For SemEval-2024, we welcome any task that can test an automatic system for
the semantic analysis of text, which could be an intrinsic semantic
evaluation or an application-oriented evaluation. We especially encourage
tasks for languages other than English, cross-lingual tasks, and tasks that
develop novel applications of computational semantics. See the websites of
previous editions of SemEval to get an idea about the range of tasks
explored, SemEval-2022 <https://semeval.github.io/SemEval2022/> and
SemEval-2023 <https://semeval.github.io/SemEval2023/>.

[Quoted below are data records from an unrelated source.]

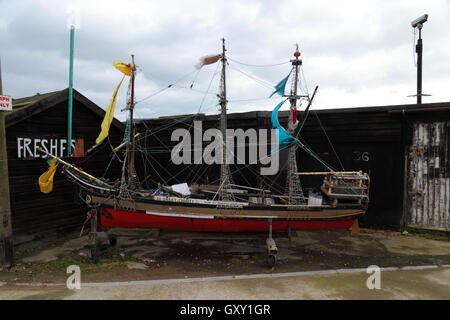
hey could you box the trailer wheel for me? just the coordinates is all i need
[268,254,277,268]
[89,247,98,264]
[109,236,117,247]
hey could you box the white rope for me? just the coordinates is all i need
[228,57,290,67]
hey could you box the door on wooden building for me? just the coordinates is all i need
[408,122,450,230]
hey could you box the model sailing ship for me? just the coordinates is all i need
[40,40,370,265]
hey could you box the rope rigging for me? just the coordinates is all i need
[132,59,286,119]
[89,50,355,198]
[135,69,198,104]
[227,63,275,90]
[228,57,290,68]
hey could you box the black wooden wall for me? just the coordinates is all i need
[285,107,403,227]
[136,102,450,229]
[8,93,447,240]
[6,91,124,241]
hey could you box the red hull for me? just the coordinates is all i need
[100,208,355,232]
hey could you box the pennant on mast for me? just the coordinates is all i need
[270,99,299,151]
[88,60,133,153]
[113,61,135,76]
[88,76,124,153]
[270,72,291,98]
[195,54,221,69]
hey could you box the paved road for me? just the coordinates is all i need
[1,265,449,300]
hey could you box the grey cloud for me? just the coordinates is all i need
[1,0,449,120]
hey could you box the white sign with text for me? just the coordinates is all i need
[17,137,76,159]
[0,95,12,111]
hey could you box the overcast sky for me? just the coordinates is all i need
[1,0,449,120]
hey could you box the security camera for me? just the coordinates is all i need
[411,14,428,28]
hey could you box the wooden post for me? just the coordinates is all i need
[0,57,14,269]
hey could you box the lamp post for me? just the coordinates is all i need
[411,14,428,105]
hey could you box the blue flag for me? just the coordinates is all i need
[270,99,299,153]
[269,73,291,98]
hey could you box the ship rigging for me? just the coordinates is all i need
[38,39,370,266]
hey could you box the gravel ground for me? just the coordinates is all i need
[0,227,449,300]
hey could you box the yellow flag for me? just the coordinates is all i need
[88,76,124,152]
[113,61,134,76]
[38,159,58,193]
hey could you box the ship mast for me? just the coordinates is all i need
[120,55,137,197]
[128,54,137,187]
[285,45,305,204]
[218,38,234,201]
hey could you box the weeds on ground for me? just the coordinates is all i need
[15,249,146,275]
[414,233,450,243]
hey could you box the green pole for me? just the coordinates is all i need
[0,57,14,269]
[67,25,75,156]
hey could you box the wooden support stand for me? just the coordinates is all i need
[266,218,278,267]
[351,219,360,236]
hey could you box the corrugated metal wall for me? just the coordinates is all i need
[408,122,450,229]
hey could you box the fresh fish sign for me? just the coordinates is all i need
[0,95,12,111]
[16,137,85,159]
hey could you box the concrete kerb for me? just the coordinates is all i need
[0,264,447,289]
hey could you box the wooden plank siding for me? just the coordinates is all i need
[408,122,450,230]
[136,102,450,229]
[6,90,450,241]
[5,89,124,241]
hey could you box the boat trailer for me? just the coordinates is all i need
[83,209,281,267]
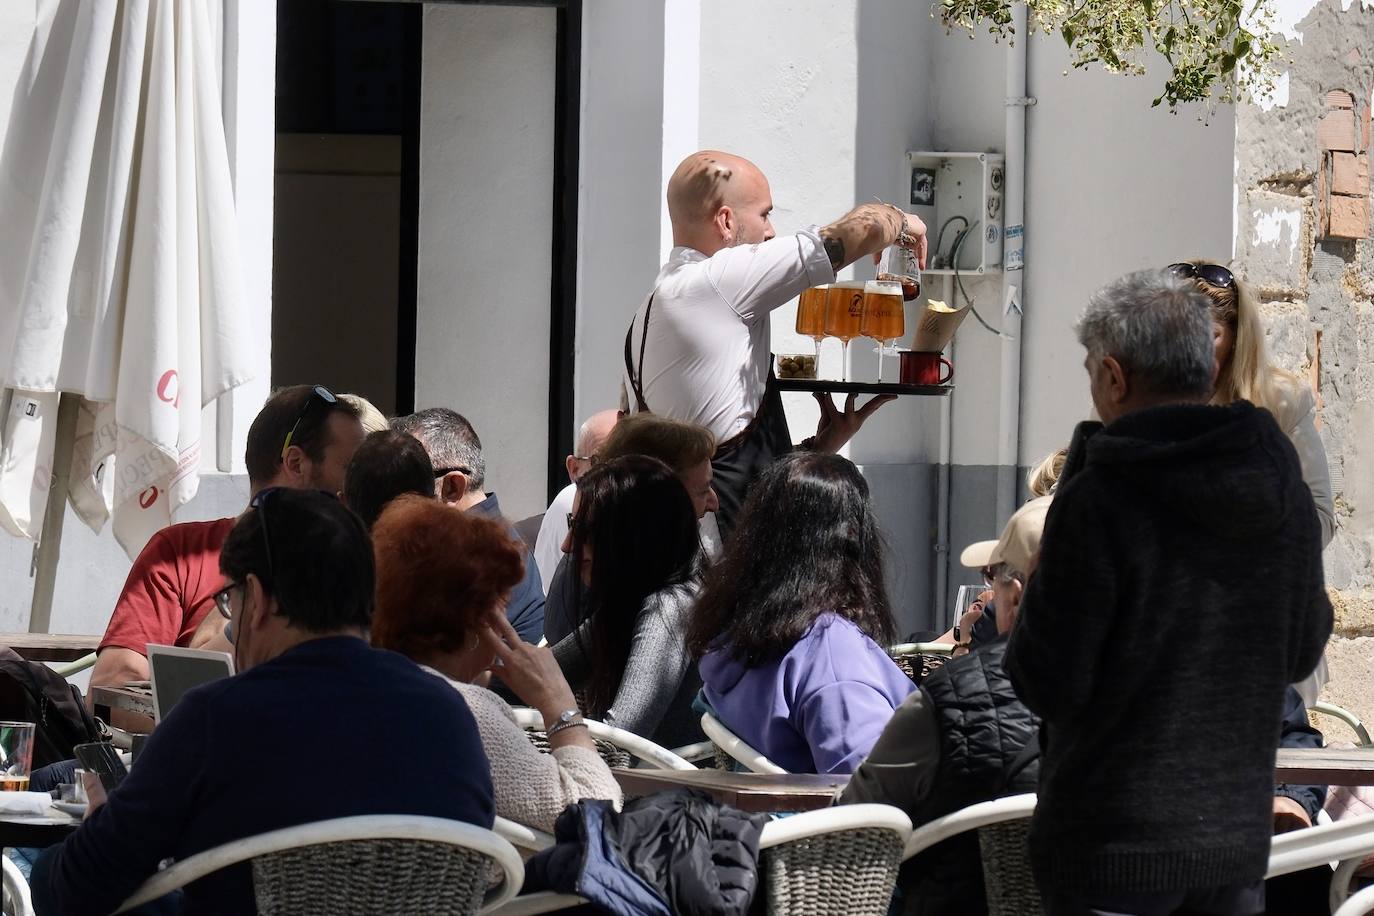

We strongly encourage proposals based on pilot studies that have already
generated initial data, as this can provide concrete examples and can help
to foresee the challenges of preparing the full task. In the event of
receiving many proposals, preference will be given to proposals that have
already run a pilot study.
In case you are not sure whether a task is suitable for SemEval, please
feel free to get in touch with the SemEval organizers at
semevalorganizers(a)gmail.com to discuss your idea.
=== Task Selection ===
Task proposals will be reviewed by experts, and reviews will serve as the
basis for acceptance decisions. Everything else being equal, more
innovative new tasks will be given preference over task reruns. Task
proposals will be evaluated on:
- Novelty: Is the task on a compelling new problem that has not been
explored much in the community? Is the task a rerun, but covering
substantially new ground (new subtasks, new types of data, new languages,
etc.)?
- Interest: Is the proposed task likely to attract a sufficient number
of participants?
- Data: Are the plans for collecting data convincing? Will the resulting
data be of high quality? Will annotations have meaningfully high
inter-annotator agreements? Have all appropriate licenses for use and
re-use of the data after the evaluation been secured? Have all
international privacy concerns been addressed? Will the data annotation be
ready on time?
- Evaluation: Is the methodology for evaluation sound? Is the necessary
infrastructure available or can it be built in time for the shared task?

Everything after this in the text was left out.